Depuis la catastrophe, Philippe El-Hajj appelle sa mère plusieurs fois par jour pour prendre de ses nouvelles : "Ma mère a été propulsée par le souffle de l’explosion, elle a une jambe qui a été touchée. On ne sait toujours pas si c’est grave ou non, elle n’a même pas pu passer aux urgences tellement les hôpitaux et les urgences sont à 200% de leurs capacités normales".

Une terrible angoisse mêlée de souvenirs traumatisants du passé : "Quand j’ai appelé ma mère elle était en larme. Elle pleurait, elle criait. Les premières images qui reviennent à leur tête c’est celles de la guerre civile et de la guerre de 2006".

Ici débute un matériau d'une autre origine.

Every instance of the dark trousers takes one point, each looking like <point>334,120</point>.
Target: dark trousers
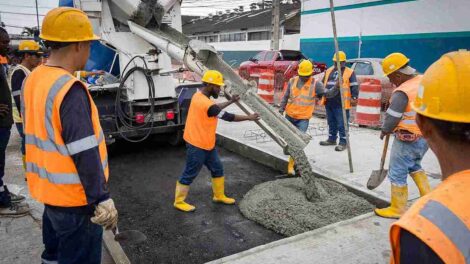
<point>334,116</point>
<point>70,238</point>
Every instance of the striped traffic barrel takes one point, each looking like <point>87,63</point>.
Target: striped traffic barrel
<point>369,103</point>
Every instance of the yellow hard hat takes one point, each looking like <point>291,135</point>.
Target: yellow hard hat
<point>342,56</point>
<point>67,24</point>
<point>394,62</point>
<point>444,93</point>
<point>213,77</point>
<point>305,68</point>
<point>29,46</point>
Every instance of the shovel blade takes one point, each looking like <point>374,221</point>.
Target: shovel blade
<point>376,178</point>
<point>130,236</point>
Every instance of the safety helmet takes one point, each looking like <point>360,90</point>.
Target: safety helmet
<point>394,62</point>
<point>213,77</point>
<point>305,68</point>
<point>444,92</point>
<point>29,46</point>
<point>342,56</point>
<point>67,24</point>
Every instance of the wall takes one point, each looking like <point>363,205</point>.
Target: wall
<point>422,29</point>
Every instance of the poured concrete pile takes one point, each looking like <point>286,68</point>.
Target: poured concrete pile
<point>282,206</point>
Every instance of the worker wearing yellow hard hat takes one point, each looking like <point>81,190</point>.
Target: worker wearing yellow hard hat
<point>438,223</point>
<point>64,141</point>
<point>409,146</point>
<point>332,102</point>
<point>299,100</point>
<point>30,54</point>
<point>199,134</point>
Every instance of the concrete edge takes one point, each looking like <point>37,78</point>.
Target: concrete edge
<point>280,163</point>
<point>114,248</point>
<point>289,240</point>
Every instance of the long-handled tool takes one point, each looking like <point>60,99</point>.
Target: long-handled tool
<point>129,236</point>
<point>378,176</point>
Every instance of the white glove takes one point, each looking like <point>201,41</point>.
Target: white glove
<point>105,214</point>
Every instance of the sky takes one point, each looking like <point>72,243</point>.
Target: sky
<point>17,14</point>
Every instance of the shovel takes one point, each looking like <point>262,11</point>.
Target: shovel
<point>129,236</point>
<point>378,176</point>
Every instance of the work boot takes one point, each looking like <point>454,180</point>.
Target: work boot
<point>290,167</point>
<point>218,186</point>
<point>327,143</point>
<point>340,147</point>
<point>421,180</point>
<point>397,205</point>
<point>180,195</point>
<point>15,198</point>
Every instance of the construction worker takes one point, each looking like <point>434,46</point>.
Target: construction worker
<point>332,102</point>
<point>30,55</point>
<point>199,135</point>
<point>66,157</point>
<point>299,100</point>
<point>409,146</point>
<point>9,202</point>
<point>436,228</point>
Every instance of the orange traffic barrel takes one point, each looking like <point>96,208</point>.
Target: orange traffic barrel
<point>369,103</point>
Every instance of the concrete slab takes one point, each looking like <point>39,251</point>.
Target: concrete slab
<point>363,239</point>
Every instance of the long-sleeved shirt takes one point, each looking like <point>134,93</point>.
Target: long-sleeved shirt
<point>319,91</point>
<point>398,104</point>
<point>75,117</point>
<point>334,99</point>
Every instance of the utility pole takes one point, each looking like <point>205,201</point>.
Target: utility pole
<point>275,21</point>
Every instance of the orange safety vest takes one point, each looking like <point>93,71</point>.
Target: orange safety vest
<point>346,86</point>
<point>441,220</point>
<point>52,176</point>
<point>200,128</point>
<point>408,120</point>
<point>301,102</point>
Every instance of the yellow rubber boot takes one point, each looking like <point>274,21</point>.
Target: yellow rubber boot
<point>398,204</point>
<point>421,180</point>
<point>218,186</point>
<point>180,195</point>
<point>290,167</point>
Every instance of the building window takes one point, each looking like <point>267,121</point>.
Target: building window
<point>232,37</point>
<point>260,35</point>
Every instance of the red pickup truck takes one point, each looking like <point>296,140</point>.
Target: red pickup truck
<point>284,63</point>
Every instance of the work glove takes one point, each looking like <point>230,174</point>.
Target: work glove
<point>105,214</point>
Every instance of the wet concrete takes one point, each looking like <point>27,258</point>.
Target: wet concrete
<point>142,183</point>
<point>282,205</point>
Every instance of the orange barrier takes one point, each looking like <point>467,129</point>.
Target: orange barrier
<point>369,103</point>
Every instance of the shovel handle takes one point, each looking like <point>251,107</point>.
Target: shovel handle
<point>384,153</point>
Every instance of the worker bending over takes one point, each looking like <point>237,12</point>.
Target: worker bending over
<point>299,100</point>
<point>199,135</point>
<point>332,102</point>
<point>436,229</point>
<point>30,55</point>
<point>409,146</point>
<point>66,157</point>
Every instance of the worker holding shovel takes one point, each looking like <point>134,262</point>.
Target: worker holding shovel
<point>409,146</point>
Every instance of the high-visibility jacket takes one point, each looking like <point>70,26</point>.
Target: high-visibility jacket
<point>15,110</point>
<point>346,86</point>
<point>441,220</point>
<point>52,175</point>
<point>408,120</point>
<point>200,128</point>
<point>301,102</point>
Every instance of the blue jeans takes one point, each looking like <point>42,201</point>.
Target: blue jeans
<point>70,238</point>
<point>405,158</point>
<point>334,116</point>
<point>195,159</point>
<point>19,127</point>
<point>301,124</point>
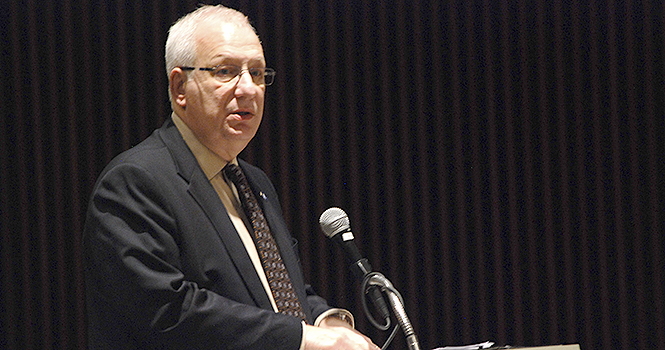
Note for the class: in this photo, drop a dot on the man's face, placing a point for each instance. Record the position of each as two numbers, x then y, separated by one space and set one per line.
225 116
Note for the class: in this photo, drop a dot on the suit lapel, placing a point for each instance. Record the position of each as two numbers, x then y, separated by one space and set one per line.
204 194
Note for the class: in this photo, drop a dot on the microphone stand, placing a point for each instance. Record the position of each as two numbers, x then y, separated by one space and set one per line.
397 304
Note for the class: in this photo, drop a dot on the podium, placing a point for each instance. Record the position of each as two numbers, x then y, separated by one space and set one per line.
508 347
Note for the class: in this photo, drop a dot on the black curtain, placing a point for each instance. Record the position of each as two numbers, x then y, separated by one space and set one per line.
501 161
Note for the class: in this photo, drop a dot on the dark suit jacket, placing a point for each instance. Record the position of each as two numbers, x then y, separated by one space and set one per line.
164 265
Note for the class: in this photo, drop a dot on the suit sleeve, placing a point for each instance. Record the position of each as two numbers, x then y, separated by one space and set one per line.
138 295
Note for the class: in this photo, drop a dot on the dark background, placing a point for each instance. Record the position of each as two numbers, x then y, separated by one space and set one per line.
501 161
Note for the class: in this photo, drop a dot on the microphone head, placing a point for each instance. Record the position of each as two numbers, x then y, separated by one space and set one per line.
333 221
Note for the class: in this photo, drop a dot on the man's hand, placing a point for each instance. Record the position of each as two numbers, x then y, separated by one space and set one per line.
331 335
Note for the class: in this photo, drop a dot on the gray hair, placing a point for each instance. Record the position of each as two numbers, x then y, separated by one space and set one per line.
180 47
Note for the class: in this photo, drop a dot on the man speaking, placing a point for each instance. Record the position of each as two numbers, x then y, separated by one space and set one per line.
185 245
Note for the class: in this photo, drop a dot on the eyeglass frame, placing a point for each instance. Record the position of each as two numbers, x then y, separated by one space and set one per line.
266 72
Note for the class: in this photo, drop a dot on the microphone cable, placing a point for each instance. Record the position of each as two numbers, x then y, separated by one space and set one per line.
363 297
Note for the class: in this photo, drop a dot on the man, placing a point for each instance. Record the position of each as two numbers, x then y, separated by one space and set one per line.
169 243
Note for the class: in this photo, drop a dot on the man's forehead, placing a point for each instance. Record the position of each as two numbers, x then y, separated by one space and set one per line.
227 39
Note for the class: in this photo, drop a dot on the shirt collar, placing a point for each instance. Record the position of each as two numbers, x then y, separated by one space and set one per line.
210 162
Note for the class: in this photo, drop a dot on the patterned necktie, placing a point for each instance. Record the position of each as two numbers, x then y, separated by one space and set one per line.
276 273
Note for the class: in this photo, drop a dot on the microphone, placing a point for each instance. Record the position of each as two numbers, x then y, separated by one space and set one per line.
335 225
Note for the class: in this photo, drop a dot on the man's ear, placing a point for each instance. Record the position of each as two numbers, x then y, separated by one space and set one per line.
177 83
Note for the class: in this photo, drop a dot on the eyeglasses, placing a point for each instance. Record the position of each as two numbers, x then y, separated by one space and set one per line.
225 73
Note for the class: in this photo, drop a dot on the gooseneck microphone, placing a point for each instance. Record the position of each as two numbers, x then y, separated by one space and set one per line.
335 225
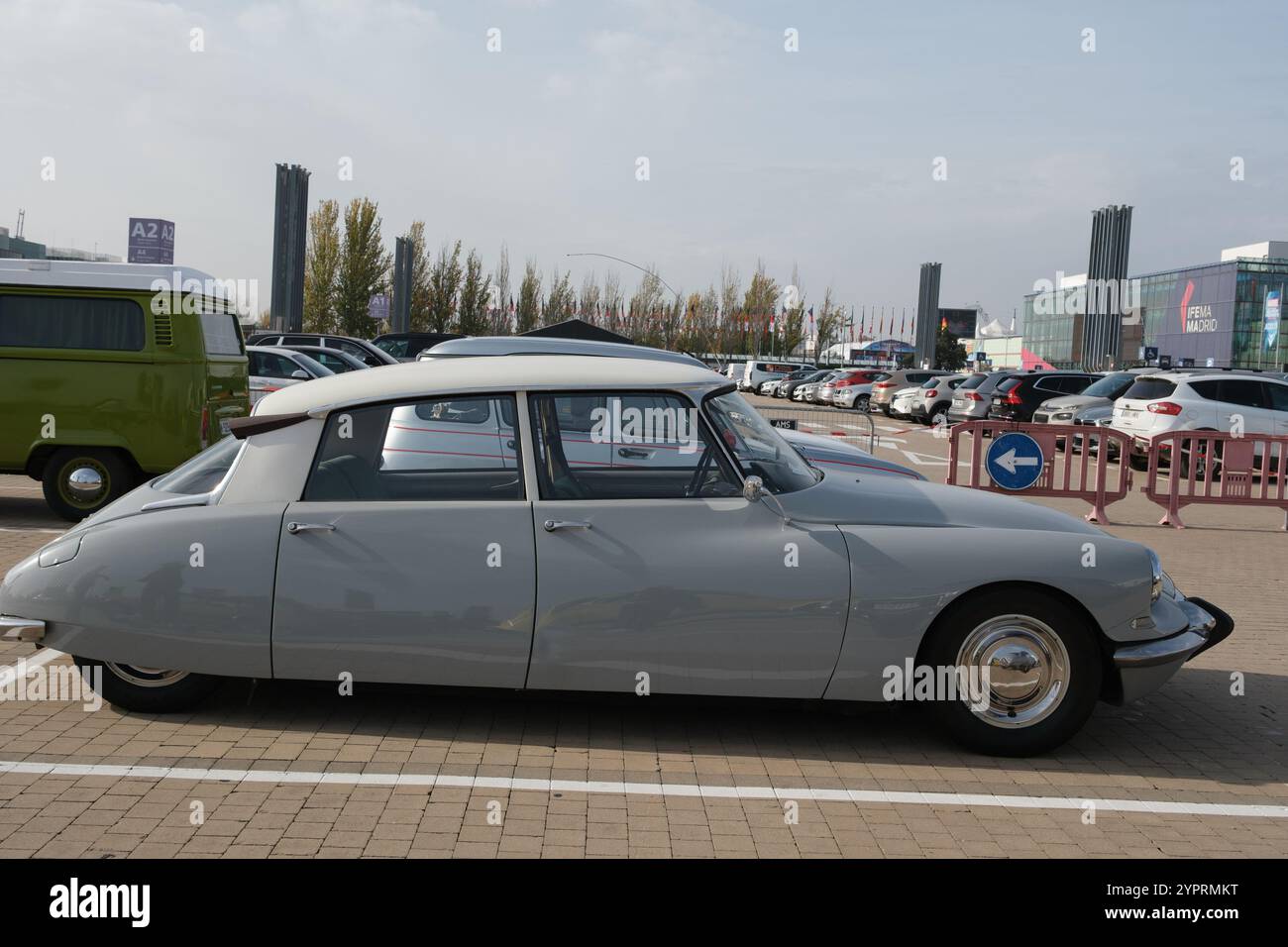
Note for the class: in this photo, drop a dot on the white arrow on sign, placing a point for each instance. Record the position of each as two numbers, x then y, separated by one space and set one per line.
1010 462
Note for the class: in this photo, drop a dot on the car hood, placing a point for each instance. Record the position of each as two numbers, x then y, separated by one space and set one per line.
1073 401
876 500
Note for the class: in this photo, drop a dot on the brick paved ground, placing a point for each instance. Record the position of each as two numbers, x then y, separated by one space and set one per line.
1190 742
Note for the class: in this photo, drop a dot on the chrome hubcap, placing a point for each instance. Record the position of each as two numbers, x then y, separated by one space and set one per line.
146 677
1025 667
84 483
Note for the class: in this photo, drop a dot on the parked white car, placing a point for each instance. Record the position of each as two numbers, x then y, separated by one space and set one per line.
1209 401
271 368
755 373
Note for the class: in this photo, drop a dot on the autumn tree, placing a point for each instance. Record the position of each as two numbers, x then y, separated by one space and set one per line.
322 268
528 308
475 296
445 283
364 266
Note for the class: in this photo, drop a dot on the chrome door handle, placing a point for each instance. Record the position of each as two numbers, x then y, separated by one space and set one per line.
552 525
307 527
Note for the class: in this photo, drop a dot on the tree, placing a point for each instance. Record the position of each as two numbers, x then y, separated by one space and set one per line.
445 282
528 311
501 283
421 291
948 354
364 266
322 268
562 300
475 296
760 303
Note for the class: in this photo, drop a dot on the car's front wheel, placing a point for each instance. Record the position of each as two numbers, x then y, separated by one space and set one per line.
146 689
1028 669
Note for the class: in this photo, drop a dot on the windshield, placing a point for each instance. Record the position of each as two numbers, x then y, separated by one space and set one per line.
394 347
758 447
1111 385
201 474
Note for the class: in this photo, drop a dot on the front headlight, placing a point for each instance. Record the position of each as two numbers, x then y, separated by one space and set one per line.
1155 579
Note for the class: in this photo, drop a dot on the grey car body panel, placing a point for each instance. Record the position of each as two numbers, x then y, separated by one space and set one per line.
651 587
134 594
406 592
407 595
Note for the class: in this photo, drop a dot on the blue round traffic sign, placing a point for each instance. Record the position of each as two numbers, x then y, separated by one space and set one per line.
1014 462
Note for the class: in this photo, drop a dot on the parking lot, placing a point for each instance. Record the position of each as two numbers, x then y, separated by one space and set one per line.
271 770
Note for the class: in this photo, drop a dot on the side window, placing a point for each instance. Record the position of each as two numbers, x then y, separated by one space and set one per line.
1243 392
271 365
438 450
651 446
71 322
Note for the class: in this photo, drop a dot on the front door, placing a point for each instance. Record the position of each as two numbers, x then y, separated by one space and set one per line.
410 557
660 578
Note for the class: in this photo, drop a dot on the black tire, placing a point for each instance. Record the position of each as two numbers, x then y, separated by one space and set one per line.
115 474
1081 678
158 697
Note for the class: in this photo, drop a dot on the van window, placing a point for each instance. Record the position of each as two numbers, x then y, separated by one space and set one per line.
219 330
71 322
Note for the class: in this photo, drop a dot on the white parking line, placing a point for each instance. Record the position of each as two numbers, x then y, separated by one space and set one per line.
11 673
645 789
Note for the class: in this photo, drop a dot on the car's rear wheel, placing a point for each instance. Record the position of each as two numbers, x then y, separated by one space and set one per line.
1030 665
80 480
146 689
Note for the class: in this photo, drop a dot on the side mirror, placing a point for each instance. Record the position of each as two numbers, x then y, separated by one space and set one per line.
754 491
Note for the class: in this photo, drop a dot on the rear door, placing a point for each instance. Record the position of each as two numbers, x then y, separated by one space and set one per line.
421 573
1243 405
670 574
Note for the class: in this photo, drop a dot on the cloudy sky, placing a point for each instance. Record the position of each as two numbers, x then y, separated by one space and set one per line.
822 158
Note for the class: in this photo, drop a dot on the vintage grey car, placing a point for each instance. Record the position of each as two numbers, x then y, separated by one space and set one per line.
299 549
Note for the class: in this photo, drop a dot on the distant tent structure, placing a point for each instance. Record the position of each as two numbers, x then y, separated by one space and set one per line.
578 329
993 330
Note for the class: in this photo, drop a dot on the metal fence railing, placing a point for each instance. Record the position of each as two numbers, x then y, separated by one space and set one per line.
1095 474
1209 467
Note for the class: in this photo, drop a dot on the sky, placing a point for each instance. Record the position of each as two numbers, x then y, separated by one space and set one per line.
980 136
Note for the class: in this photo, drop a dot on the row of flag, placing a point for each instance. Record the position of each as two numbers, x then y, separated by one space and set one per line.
876 325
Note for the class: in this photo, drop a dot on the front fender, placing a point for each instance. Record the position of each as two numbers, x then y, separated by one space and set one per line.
184 587
903 578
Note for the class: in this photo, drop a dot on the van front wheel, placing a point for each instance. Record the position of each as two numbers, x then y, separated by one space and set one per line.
80 480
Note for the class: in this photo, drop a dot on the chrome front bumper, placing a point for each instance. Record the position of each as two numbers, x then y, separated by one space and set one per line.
13 629
1145 667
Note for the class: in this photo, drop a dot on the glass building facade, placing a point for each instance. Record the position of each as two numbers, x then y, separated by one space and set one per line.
1219 315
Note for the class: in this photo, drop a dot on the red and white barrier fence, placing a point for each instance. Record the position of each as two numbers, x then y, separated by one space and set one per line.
1086 474
1209 467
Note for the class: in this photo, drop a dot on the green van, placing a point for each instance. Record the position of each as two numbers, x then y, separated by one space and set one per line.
104 380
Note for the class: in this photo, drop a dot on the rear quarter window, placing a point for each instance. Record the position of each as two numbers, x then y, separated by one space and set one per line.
220 334
71 322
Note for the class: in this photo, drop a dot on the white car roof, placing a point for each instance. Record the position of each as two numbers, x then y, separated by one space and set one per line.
1212 375
411 380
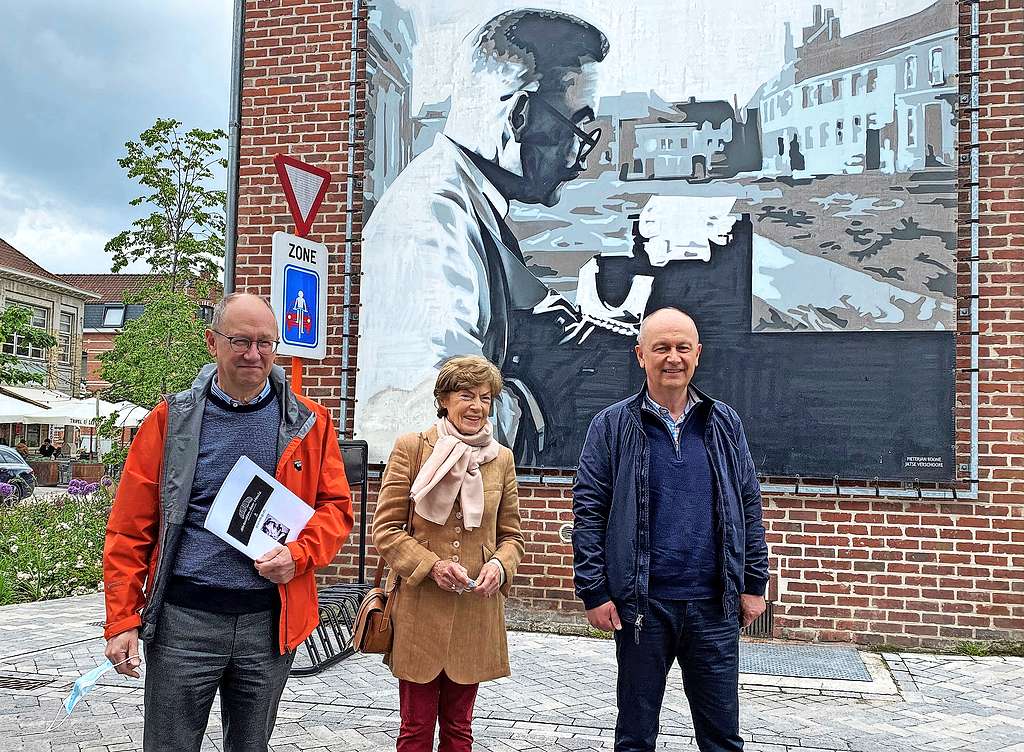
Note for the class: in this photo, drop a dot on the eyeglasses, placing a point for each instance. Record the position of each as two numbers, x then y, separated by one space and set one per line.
588 138
242 344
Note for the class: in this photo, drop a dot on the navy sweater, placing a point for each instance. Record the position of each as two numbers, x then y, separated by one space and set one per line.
683 548
209 574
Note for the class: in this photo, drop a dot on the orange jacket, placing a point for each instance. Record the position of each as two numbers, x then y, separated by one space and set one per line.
142 518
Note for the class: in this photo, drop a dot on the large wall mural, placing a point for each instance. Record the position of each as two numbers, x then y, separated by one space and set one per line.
537 179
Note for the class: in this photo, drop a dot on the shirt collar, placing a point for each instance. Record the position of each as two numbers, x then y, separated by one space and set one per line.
649 404
489 191
238 403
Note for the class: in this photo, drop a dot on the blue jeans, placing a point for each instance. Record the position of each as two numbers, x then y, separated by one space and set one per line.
697 634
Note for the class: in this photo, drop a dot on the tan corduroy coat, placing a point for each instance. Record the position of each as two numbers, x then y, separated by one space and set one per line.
434 629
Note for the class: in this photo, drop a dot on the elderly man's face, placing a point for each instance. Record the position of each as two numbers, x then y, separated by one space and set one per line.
550 143
240 374
669 351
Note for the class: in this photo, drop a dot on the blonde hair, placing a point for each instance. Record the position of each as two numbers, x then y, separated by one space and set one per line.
465 372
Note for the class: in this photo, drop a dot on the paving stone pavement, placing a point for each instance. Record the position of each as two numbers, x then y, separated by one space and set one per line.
561 697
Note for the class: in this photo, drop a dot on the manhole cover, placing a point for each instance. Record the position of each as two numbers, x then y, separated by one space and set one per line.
22 682
803 662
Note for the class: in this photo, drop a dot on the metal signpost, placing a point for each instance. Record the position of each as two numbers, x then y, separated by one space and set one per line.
299 269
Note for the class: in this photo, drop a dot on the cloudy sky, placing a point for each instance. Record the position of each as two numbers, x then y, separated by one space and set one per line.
78 80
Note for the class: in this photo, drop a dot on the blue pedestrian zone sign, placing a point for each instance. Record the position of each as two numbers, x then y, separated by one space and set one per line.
300 303
299 279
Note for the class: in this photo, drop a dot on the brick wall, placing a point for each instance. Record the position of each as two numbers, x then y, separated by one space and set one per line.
867 570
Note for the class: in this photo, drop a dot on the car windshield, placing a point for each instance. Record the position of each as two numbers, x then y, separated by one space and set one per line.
8 455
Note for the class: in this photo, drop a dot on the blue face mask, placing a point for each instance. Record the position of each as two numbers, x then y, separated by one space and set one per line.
84 684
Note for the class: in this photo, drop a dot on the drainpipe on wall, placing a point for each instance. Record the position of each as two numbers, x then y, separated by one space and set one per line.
233 132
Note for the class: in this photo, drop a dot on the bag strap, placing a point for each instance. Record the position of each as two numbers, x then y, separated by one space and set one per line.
379 576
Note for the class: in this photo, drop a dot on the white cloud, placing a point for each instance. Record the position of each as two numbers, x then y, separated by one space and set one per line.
54 235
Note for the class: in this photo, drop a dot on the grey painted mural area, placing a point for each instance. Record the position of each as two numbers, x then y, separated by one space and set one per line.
529 198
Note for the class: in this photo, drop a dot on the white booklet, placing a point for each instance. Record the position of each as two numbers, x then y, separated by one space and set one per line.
254 512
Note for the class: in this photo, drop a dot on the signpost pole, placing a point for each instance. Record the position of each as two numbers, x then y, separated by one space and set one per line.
304 185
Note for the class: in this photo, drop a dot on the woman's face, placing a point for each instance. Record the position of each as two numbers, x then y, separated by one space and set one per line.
467 409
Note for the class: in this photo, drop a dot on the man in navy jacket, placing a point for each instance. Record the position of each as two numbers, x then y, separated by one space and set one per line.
670 550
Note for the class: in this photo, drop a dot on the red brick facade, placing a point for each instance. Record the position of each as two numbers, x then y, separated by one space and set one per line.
864 569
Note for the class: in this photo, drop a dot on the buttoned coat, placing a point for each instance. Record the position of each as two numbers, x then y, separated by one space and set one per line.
434 629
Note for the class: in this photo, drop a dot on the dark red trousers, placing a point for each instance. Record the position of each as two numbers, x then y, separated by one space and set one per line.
441 702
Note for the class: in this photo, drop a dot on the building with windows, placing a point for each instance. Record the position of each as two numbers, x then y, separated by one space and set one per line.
57 306
879 99
107 315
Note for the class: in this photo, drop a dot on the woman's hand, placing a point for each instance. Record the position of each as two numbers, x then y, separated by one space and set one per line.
450 576
488 580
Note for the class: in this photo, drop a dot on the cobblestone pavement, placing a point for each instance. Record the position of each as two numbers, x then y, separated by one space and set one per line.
560 698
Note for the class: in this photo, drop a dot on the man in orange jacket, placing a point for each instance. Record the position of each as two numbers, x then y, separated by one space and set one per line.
210 617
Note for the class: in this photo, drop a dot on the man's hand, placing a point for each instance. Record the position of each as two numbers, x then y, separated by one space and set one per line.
276 565
121 646
604 617
488 580
450 576
751 607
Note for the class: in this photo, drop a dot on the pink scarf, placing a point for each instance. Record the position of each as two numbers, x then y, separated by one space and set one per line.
453 470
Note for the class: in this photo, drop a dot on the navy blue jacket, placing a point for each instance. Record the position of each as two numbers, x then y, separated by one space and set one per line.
611 506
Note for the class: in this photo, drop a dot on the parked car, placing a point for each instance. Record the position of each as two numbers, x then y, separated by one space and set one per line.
14 470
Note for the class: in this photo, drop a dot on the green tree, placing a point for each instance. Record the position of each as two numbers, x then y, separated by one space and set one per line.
159 352
183 236
15 321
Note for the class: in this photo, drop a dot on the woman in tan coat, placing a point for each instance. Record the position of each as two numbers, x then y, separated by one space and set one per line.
456 566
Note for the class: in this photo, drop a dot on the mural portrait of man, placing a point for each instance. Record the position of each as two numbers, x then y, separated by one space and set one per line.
537 180
520 126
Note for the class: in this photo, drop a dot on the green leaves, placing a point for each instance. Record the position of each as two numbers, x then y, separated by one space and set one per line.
159 352
15 325
183 237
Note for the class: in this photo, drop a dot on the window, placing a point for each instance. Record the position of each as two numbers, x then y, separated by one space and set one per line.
66 335
114 316
935 74
910 72
38 320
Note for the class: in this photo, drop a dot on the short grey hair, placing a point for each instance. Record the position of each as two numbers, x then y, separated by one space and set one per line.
220 309
643 324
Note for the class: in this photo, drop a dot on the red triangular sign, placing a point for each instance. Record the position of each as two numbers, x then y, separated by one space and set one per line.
305 188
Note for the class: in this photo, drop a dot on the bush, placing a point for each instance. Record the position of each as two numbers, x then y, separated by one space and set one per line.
52 547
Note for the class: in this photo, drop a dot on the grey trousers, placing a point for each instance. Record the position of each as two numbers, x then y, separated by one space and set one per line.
197 653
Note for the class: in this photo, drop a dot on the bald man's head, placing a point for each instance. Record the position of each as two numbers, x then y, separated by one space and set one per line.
666 316
669 350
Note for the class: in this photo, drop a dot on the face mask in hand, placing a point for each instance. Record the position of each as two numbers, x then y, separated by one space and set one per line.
83 685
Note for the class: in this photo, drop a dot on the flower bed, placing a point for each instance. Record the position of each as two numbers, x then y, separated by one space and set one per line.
52 547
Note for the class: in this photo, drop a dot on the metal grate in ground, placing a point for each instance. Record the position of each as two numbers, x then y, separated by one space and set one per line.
805 662
22 682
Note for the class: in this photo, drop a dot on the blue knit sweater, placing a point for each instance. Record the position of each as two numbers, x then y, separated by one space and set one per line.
208 573
683 548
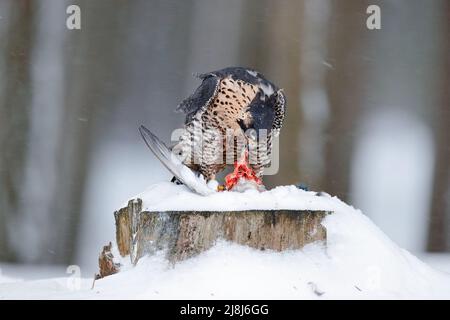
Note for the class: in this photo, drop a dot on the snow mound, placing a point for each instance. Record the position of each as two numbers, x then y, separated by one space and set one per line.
167 196
359 261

"On en a marre de voir notre pays saigner"

Un choc et beaucoup de tristesse qui peu à peu laissent place à une immense colère : "On en a marre tout simplement de voir notre pays saigner comme ça, à mort et qui se prend à chaque fois de plus en plus de coups. À un certain point ça deviendra fatal".

À Toulouse, la solidarité s’organise, Anthony Kheir, secrétaire de l’association des libanais de Toulouse lance un appel : "La France pour le Liban, c’est sa mère. Donc le Liban à besoin de votre aide. Pas seulement financière mais aussi des habits, des aliments car en fait, c’est le port principal du pays et il est détruit". Et l’association des Libanais de Toulouse souhaite mettre en place une collecte de dons pour les victimes de la catastrophe.